3/ Vgl. Die Wiener Rechtstheoretische Schule. Ausgewählte Schriften von Hans Kelsen, Adolf Julius Merkl und Alfred Verdross, 2 Bände, hrg. v. Hans Klecatsky, René Marcic und Herbert Schambeck, Wien 1968.
4/ Hugo Huppert: Die angelehnte Tür. Bericht von einer Jugend. Mitteldeutscher Verlag Halle/Saale 1976, 444-448, Zitat 444.
5/ Speziell über Merkl s. Wolf-Dietrich Grussmann: Adolf Julius Merkl. Leben und Werk. (=Schriftenreihe des Hans Kelsen-Instituts 13), Wien 1989; Adolf Julius Merkl: Selbstdarstellung, in: Österreichische Rechts- und Staatswissenschaften der Gegenwart in Selbstdarstellungen, hrg. v. Nikolaus Grass, Innsbruck 1952, 137-159.
6/ Eigenhändiges Gutachten von Alphons Dopsch vom 10. Oktober 1927. Universitätsarchiv Wien.
7/ Eigenhändiger Zusatz von Heinrich von Srbik vom 13. Oktober 1927 zum Gutachten von Alphons Dopsch.
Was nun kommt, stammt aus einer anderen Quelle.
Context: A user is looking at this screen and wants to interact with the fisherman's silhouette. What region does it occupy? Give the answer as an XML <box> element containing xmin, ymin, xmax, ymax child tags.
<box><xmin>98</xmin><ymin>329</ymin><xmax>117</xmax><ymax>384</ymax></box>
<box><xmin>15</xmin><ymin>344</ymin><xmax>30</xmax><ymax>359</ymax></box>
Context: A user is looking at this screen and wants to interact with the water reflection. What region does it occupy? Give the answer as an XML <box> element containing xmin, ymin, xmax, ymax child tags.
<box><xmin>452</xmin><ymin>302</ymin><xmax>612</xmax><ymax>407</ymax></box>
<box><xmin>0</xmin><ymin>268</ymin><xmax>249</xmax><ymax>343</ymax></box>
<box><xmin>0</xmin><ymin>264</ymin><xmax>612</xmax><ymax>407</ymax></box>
Wie Anm. 6.
8/ Vgl. dazu den Disput zwischen Eugen Paschukanis (Allgemeine Rechtslehre und Marxismus, hrg. und mit einem Anhang versehen von Hermann Klenner und Leonid Mamut, Freiburg – Berlin 1991) und Hans Kelsen (Allgemeine Rechtslehre im Lichte materialistischer Geschichtsauffassung, in: Archiv für Sozialwissenschaft und Sozialpolitik 60 (1931), 449-521). – Vgl. auch Alfred Pfabigan: Kelsens und Max Adlers Auseinandersetzung um die marxistische Staatstheorie, in: Reine Rechtslehre und marxistische Rechtstheorie, hrg. von Norbert Leser. (=Schriftenreihe des Hans Kelsen-Instituts 3), Wien 1978, 63-82.
9/ Léon Duguit (1859-1928), Gründer der berühmten ”École de Bordeaux”, zählt zu den bedeutendsten Vertretern des französischen öffentlichen Rechts. Er entwickelte eine radikal positivistische, von allen Elementen a priori, sowie von metaphysischen Annahmen absehende Theorie von Recht und Staat. Michael Stolleis (Hg.): Juristen. Ein biographisches Lexikon. Von der Antike bis zum 20. Jahrhundert. München 1995, 180 f. (O. Motte).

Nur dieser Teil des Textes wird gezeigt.